I had a most bizarre experience last night.  I went to go see Vaudeville Vanya and I didn’t know a single person in the audience.  Of a SOLD-OUT SHOW!  I know, I know this may not seem bizaarre to you, but I go see a lot of theatre and I know a lot of people who see and do theatre, and I almost always run into at least one of them at shows.  Or I at least recognize people.  Last night I recognized exactly 3 people out of the 70-something that were there.  Although I almost didn’t recognize Jason Neulander because of his new Starsky and Hutch moustache.  Where are these people hiding?  Are they all St. Ed’s people and they only go to shows involving St. Ed’s actors?  Strange.

Stranger still, I was waiting for the bathroom, I thought someone was in it, and some bitch just breezed past me and went right in!  I was floored!  Is this how kids today behave?  She came out and saw me staring death at her and said, “sorry.”  I said, “that’s okay.” icily.  But it wasn’t!  Then she cut in front of me again for the line at intermission, and then let two bitches in front of her.  Seriously, if I had not had to pee so bad I would have started some shit.  Grr.

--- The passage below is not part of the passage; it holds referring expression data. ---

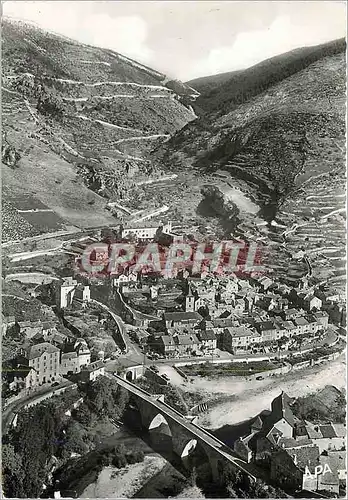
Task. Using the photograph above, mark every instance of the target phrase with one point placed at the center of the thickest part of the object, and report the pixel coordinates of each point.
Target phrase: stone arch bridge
(186, 436)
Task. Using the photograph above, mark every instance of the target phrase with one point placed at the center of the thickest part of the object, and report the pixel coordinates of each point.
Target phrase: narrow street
(9, 413)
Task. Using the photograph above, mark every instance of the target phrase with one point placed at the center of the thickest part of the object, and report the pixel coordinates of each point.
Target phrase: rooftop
(180, 316)
(301, 322)
(37, 350)
(186, 339)
(240, 331)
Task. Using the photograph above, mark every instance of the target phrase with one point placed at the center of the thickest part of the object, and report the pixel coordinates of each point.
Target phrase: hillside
(226, 91)
(284, 149)
(79, 122)
(292, 129)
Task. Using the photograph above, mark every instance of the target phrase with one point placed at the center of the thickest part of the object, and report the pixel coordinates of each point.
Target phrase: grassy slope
(290, 128)
(225, 91)
(50, 149)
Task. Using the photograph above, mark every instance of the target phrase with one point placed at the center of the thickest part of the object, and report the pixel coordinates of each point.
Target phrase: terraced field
(315, 218)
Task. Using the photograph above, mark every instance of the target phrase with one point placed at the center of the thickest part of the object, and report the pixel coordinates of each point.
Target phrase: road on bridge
(205, 436)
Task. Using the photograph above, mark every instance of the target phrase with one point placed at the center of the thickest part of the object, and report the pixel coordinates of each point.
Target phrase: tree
(13, 474)
(75, 438)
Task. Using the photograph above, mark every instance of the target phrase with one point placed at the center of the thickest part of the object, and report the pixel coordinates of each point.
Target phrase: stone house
(93, 371)
(45, 359)
(208, 341)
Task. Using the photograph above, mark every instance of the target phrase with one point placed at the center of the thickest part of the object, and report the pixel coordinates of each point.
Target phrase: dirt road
(251, 397)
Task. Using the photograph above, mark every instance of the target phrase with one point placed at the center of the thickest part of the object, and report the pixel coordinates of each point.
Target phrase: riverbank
(251, 397)
(125, 482)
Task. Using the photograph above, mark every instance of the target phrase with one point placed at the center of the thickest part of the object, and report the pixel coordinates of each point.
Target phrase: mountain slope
(284, 149)
(80, 122)
(224, 92)
(282, 134)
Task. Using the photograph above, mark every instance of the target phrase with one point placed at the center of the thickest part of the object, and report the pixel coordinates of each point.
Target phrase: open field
(249, 398)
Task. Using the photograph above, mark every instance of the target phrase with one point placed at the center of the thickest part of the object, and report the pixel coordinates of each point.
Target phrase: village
(254, 323)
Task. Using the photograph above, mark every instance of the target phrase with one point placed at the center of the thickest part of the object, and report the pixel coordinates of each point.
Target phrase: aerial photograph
(173, 256)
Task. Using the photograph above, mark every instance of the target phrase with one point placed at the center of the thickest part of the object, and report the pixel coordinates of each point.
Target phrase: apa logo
(318, 469)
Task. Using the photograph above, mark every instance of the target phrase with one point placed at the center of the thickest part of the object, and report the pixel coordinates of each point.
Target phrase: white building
(67, 292)
(44, 358)
(148, 232)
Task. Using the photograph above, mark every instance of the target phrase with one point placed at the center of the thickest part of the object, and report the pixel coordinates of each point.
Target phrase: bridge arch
(159, 421)
(189, 448)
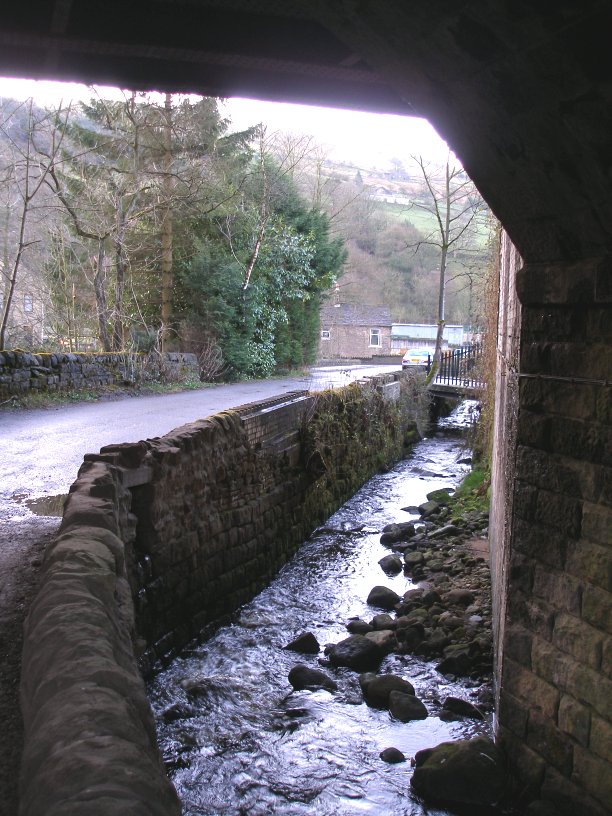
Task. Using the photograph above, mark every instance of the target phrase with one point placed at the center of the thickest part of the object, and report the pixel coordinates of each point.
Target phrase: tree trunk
(166, 226)
(101, 305)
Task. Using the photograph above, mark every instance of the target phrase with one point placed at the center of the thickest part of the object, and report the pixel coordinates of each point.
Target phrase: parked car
(419, 358)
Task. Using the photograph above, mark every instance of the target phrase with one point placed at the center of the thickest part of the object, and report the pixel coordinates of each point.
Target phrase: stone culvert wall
(158, 539)
(22, 372)
(555, 711)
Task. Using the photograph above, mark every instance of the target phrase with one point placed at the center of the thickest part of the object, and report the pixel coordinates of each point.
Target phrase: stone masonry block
(594, 774)
(527, 764)
(591, 562)
(574, 719)
(553, 397)
(596, 608)
(540, 542)
(604, 404)
(513, 714)
(558, 283)
(550, 663)
(568, 796)
(580, 439)
(597, 523)
(526, 686)
(517, 645)
(570, 477)
(590, 687)
(561, 590)
(549, 742)
(578, 639)
(559, 512)
(606, 657)
(601, 738)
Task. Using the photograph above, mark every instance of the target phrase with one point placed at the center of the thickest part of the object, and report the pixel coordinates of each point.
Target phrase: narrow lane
(42, 449)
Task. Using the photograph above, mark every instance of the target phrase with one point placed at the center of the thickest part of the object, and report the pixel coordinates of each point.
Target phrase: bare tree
(456, 206)
(23, 176)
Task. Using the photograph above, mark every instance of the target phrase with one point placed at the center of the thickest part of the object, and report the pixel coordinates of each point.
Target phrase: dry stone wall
(158, 539)
(23, 372)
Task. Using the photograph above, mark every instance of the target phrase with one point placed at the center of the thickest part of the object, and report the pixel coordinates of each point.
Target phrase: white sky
(367, 139)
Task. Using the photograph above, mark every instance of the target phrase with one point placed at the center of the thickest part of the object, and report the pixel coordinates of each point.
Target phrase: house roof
(348, 314)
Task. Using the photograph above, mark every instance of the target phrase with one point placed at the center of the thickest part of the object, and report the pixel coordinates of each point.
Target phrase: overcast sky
(367, 139)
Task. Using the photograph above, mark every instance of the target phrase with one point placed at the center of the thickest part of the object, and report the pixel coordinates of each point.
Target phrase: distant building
(415, 335)
(354, 332)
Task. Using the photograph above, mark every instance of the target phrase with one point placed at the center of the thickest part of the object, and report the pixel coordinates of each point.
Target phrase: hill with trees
(146, 223)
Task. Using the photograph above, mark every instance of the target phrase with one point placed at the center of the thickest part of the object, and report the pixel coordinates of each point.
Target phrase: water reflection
(238, 740)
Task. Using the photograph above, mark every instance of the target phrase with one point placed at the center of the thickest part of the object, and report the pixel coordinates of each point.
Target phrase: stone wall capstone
(159, 539)
(23, 372)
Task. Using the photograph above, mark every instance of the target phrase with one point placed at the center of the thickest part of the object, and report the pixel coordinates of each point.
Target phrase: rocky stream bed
(373, 645)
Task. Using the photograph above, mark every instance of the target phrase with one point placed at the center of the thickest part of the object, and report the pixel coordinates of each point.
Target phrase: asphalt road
(41, 450)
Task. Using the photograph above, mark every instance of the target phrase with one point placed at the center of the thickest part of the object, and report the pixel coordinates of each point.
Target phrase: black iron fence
(460, 366)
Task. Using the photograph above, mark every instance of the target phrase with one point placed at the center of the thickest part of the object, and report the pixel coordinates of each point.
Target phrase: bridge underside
(522, 92)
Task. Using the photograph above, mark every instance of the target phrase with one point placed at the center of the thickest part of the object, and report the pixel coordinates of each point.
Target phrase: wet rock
(413, 559)
(433, 643)
(463, 707)
(383, 598)
(383, 621)
(376, 688)
(359, 627)
(410, 637)
(392, 755)
(441, 496)
(306, 643)
(429, 509)
(384, 639)
(406, 707)
(456, 664)
(459, 597)
(303, 677)
(467, 772)
(392, 533)
(178, 711)
(446, 531)
(391, 564)
(357, 652)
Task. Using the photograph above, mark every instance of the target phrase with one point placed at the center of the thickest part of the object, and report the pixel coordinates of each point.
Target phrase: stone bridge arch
(522, 91)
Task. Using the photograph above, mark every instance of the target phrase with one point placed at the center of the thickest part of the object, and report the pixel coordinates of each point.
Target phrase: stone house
(349, 331)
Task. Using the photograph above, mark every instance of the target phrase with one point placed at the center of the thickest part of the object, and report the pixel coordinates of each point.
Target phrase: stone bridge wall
(158, 539)
(22, 372)
(555, 665)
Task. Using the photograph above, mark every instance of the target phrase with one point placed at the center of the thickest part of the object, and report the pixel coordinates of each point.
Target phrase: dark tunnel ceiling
(216, 48)
(521, 89)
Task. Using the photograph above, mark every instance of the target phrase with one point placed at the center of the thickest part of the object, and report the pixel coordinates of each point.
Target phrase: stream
(236, 738)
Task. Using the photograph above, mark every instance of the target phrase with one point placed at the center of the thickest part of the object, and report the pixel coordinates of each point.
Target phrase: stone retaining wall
(22, 372)
(555, 711)
(158, 539)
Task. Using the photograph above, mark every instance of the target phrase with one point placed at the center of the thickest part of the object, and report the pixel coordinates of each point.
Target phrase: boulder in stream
(468, 772)
(376, 688)
(383, 598)
(357, 652)
(303, 677)
(406, 707)
(392, 755)
(391, 564)
(358, 627)
(306, 643)
(402, 531)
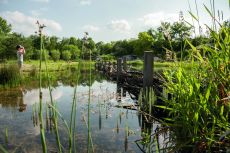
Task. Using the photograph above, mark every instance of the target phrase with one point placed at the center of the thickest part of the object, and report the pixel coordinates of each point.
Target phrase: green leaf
(194, 16)
(208, 91)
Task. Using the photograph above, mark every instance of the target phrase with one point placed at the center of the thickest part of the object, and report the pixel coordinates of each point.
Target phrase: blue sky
(105, 20)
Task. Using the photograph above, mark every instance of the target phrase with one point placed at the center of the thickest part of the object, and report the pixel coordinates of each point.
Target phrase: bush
(74, 50)
(66, 55)
(107, 57)
(36, 55)
(10, 75)
(55, 55)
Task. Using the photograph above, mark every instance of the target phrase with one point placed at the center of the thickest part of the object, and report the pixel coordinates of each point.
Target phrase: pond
(113, 129)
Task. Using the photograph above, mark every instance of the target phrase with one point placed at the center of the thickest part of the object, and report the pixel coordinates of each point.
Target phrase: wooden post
(119, 68)
(124, 64)
(148, 69)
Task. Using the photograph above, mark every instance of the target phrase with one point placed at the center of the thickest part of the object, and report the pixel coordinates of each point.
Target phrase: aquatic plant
(10, 75)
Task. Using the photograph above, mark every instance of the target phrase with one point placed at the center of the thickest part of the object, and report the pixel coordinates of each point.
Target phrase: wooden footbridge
(132, 80)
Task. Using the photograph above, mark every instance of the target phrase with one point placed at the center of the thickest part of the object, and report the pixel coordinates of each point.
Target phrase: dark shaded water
(108, 123)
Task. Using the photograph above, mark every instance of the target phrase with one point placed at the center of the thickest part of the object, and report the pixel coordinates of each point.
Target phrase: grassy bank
(139, 64)
(32, 65)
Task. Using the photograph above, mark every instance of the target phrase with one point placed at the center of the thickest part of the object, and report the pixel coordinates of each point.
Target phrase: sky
(104, 20)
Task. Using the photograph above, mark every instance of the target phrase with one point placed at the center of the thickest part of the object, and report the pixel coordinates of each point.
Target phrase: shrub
(74, 50)
(55, 55)
(107, 57)
(66, 55)
(9, 75)
(36, 55)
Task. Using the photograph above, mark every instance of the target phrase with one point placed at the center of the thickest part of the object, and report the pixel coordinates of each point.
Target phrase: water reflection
(114, 129)
(13, 99)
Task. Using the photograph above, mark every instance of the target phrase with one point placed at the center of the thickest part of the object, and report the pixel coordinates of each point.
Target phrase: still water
(113, 129)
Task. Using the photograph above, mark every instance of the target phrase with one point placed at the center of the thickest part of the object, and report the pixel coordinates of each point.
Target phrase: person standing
(20, 52)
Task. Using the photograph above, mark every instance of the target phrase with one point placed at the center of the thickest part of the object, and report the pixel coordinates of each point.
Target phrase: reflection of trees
(12, 98)
(67, 77)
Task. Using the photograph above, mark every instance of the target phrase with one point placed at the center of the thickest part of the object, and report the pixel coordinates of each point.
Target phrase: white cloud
(43, 1)
(122, 26)
(4, 1)
(90, 28)
(27, 24)
(85, 2)
(36, 13)
(155, 19)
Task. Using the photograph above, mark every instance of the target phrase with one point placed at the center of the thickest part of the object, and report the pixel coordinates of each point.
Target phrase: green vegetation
(198, 111)
(9, 75)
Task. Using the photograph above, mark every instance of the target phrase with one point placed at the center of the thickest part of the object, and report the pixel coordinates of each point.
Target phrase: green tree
(55, 55)
(66, 55)
(74, 50)
(5, 28)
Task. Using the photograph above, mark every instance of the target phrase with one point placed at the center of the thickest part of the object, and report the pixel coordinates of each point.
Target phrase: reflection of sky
(104, 119)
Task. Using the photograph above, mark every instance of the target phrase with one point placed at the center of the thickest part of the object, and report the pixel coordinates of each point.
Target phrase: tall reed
(199, 108)
(42, 131)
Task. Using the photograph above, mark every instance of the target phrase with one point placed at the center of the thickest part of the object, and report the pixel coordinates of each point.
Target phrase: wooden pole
(124, 64)
(119, 68)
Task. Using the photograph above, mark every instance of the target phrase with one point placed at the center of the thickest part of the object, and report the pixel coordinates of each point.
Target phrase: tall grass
(199, 108)
(10, 75)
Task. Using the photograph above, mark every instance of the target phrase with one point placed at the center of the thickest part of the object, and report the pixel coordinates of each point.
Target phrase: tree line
(168, 36)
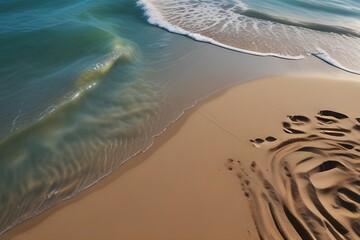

Maybe it was invitation only or something.  People did keep staring at me like I had two heads.  So I was alone.  I mean, come on people, watching theatre is an activity conducted quietly in the dark, it’s the perfect thing to watch by yourself!


Comments

Mindy

2006-07-30T15:15:55.000Z

When she apologized, you should have shrugged and said “That’s ok. I’m contagious anyway.”  Betcha she wouldn’t come close again. 

From my own observations, I think it’s safe to say that the general trend in society is this annoying frickin sense of entitlement people seem to carry around with them. Thus, I’m a hermit.